Albert Camus, the outsider, is still dividing opinion in Algeria 50 years after his death

This article is more than 14 years old
Plans to honour the Nobel prize-winning author in his country of birth have sparked a row over his stance on Algerian independence

"What they did not like," wrote Albert Camus of his fictionalised double in his unfinished last novel, The First Man, "was the Algerian in him."

Fifty years after the death of the Nobel prize-winning author of The Outsider, it appears that it is the Frenchman in the Algerian-born Camus that Algerians don't like: the colonial taint.

For while France has enthusiastically marked last month's 50th anniversary of his death in a car crash with his publisher Michel Gallimard near the French town of Sens, planned celebrations of Camus's life and works in Algeria have been described either as un flop or invited hostility, dividing Algerian intellectuals over the writer's political legacy in a country where he is rarely taught in its schools.

The latest row over how Camus should be remembered comes hard on the heels of French President Nicolas Sarkozy's controversial suggestion that Camus's remains be re-interred inside the Panthéon alongside other giants of French literature including Victor Hugo, Rousseau and Voltaire, a move opposed by many on France's left, as well as Camus's own son, who believe the writer would have been appalled by the idea.

It is not, however, Camus's writing that is inspiring hostility in the country of his birth but rather the position he adopted during the Algerian war, a largely isolated humanist stance that emphasised the cost to the war's victims and earned him enemies on both sides.

To his Algerian detractors, the author of The Fall, The Plague and The Rebel remains not the country's only Nobel laureate but a sympathiser with the European pied noir colonialists, supporting France and rejecting independence for Algeria. A man who was silent on French military abuses.

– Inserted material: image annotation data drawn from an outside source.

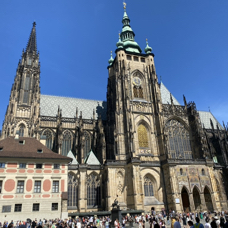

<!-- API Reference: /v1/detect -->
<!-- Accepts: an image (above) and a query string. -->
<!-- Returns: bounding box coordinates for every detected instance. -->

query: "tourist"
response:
[194,217,204,228]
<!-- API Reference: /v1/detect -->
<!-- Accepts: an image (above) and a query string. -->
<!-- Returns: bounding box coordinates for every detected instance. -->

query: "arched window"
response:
[144,176,154,196]
[84,131,91,157]
[202,169,205,176]
[62,131,71,156]
[138,124,149,148]
[133,86,143,98]
[19,124,25,137]
[87,174,101,207]
[67,173,78,207]
[44,130,52,150]
[165,120,192,159]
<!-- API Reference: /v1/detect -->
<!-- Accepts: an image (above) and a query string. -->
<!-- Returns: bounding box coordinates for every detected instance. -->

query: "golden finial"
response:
[123,1,127,9]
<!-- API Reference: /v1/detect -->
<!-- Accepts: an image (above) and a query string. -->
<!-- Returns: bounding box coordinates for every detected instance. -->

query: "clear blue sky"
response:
[0,0,228,127]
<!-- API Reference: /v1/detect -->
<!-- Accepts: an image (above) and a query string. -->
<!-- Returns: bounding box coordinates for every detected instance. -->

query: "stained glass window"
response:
[138,124,149,148]
[165,120,192,159]
[87,174,101,207]
[67,173,78,207]
[84,132,91,157]
[62,131,71,156]
[144,176,154,196]
[133,86,143,98]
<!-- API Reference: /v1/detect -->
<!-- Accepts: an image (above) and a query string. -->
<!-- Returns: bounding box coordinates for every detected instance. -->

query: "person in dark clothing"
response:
[211,217,217,228]
[32,220,36,228]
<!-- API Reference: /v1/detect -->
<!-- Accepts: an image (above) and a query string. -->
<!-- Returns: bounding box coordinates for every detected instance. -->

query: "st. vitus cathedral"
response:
[2,4,228,215]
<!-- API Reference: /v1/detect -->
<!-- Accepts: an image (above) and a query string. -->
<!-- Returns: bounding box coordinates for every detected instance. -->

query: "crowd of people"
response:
[0,210,228,228]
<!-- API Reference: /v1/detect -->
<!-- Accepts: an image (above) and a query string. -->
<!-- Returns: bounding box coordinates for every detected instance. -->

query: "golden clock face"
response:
[133,77,142,86]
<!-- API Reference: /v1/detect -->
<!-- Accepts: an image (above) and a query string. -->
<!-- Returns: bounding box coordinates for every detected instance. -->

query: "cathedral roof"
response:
[40,95,106,120]
[198,111,223,129]
[160,82,180,105]
[40,82,223,129]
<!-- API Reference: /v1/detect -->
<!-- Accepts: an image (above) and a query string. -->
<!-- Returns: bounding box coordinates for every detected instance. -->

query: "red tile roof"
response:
[0,137,72,163]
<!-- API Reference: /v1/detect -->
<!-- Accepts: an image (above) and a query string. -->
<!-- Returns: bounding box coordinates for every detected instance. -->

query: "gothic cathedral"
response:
[2,6,228,215]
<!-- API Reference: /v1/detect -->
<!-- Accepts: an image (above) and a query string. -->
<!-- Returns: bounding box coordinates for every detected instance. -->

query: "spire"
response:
[120,2,142,53]
[108,51,114,66]
[116,33,123,49]
[26,22,37,53]
[145,39,152,54]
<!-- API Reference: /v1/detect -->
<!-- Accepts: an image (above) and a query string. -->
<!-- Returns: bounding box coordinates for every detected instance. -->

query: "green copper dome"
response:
[117,4,142,53]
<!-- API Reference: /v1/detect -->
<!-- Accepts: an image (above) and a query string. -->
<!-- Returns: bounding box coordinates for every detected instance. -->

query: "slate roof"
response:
[40,95,107,120]
[0,136,72,163]
[198,111,223,129]
[40,82,223,129]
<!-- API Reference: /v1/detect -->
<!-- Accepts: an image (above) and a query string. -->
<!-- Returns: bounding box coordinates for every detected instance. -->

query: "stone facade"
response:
[2,8,228,215]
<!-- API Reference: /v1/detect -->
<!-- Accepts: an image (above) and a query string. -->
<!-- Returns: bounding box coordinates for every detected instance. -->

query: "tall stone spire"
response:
[120,2,142,53]
[26,22,37,53]
[2,22,40,138]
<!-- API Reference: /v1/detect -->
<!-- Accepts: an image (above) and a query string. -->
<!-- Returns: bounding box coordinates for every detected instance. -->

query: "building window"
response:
[127,55,131,60]
[36,164,43,169]
[87,174,101,207]
[134,56,139,62]
[144,177,154,196]
[62,131,71,156]
[165,120,192,159]
[44,130,52,150]
[19,124,25,137]
[54,164,60,169]
[51,203,58,211]
[0,181,2,193]
[67,173,78,207]
[14,204,22,212]
[52,181,59,192]
[84,131,91,157]
[202,169,205,176]
[32,203,40,211]
[17,181,24,193]
[34,181,41,193]
[138,124,149,148]
[19,163,26,169]
[133,86,143,98]
[2,205,11,213]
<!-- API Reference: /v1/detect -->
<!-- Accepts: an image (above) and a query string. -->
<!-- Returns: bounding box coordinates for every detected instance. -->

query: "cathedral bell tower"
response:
[2,22,40,138]
[107,3,163,161]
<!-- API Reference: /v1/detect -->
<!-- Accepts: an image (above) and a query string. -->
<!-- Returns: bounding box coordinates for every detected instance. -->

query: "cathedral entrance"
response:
[193,187,201,210]
[181,187,190,212]
[204,186,214,211]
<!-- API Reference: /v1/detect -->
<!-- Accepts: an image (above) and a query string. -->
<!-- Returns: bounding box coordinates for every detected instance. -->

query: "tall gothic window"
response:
[138,124,149,148]
[133,86,143,98]
[87,174,101,207]
[44,130,52,150]
[23,76,30,103]
[144,176,154,196]
[19,124,25,137]
[62,131,71,156]
[67,173,78,207]
[84,131,91,157]
[165,120,192,159]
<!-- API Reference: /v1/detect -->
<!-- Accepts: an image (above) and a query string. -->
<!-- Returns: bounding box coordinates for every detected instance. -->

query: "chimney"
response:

His supporters point to Camus's insistence that both sides in the "dirty war" should respect the lives of civilians, advocating a ceasefire, and defending Algerian prisoners facing the guillotine.

The consequence has been that, while the anniversary of his death has seen a series of high-profile events in France, in Algeria it has prompted a debate about whether Camus should still be read at all – indeed, whether Camus is "defensible" – and has provoked the circulation of a petition, "Alert for the Anticolonial Conscience", denouncing attempts to mark the anniversary as a covert attempt to "rehabilitate the [colonial] French-Algerian discourse".

That petition, as well as comment pieces in the Algerian press, has been prompted by the proposed visit to seven Algerian cities of the Camus Caravan, a travelling programme of events dedicated to Camus's life organised jointly by Sabah M'Rakach, an Algerian, and Guillaume Luchelli, a Frenchman.

Not everyone has been enthused by the petition. Among its opponents has been the Arab newspaper El Khabar, which has condemned those "holier-than-thou types engaged in the pursuit of all who read Camus".

And while the anti-Camus camp remains convinced that he was in essence a colonialist writer, the reality of his position was more complex.

Camus viewed the independence struggle as less interested in advancing the lives of poor Algerians, whose conditions he had described in his journalism, but rather as an expression of Egyptian president Gamal Abdel Nasser's pan-Arabism, encouraged by Moscow, which Camus had turned against.

Indeed, Camus believed Europeans and Algerians could and should be able to coexist – a view for which he was condemned as a traitor by many pieds noirs.

For those in the pro-independence movement he would never be forgiven for one remark, inevitably resurrected whenever he is discussed in an Algerian context: "At this moment bombs are being planted in the trams in Algiers. My mother could be on one of those trams. If that is justice, I prefer my mother."

While some see the question of Camus's legacy as relating to a question of France's continuing attempts at cultural imperialism, others believe the issue is increasingly confined to an ageing generation of Algerians who can recall the war. "It's a battle that's of interest only to the generation that is 50 or more," sociologist Abdenasser Djabi told the French daily Le Monde last week. "Young people aren't familiar with Camus."

It is precisely this issue that is bothering those Algerian editors and writers who believe that Camus should have greater, not less, recognition, and were asked in December by the website Tchachadi what place Camus should have in the country's letters.

Among those who came out in support of Camus was Sofiane Hadjadj, one of the heads of the publishing house Editions Barzakh in Algiers, who called for a more nuanced understanding of Camus. "If Mohammed Dib, Kateb Yacine and Assia Djebar are the founding fathers of Algerian literature post-independence, Camus remains part of our cultural heritage with the same claim as St Augustine. Camus is for me quite clearly an Algerian writer. He understood the reality of Algerian society. Its misery."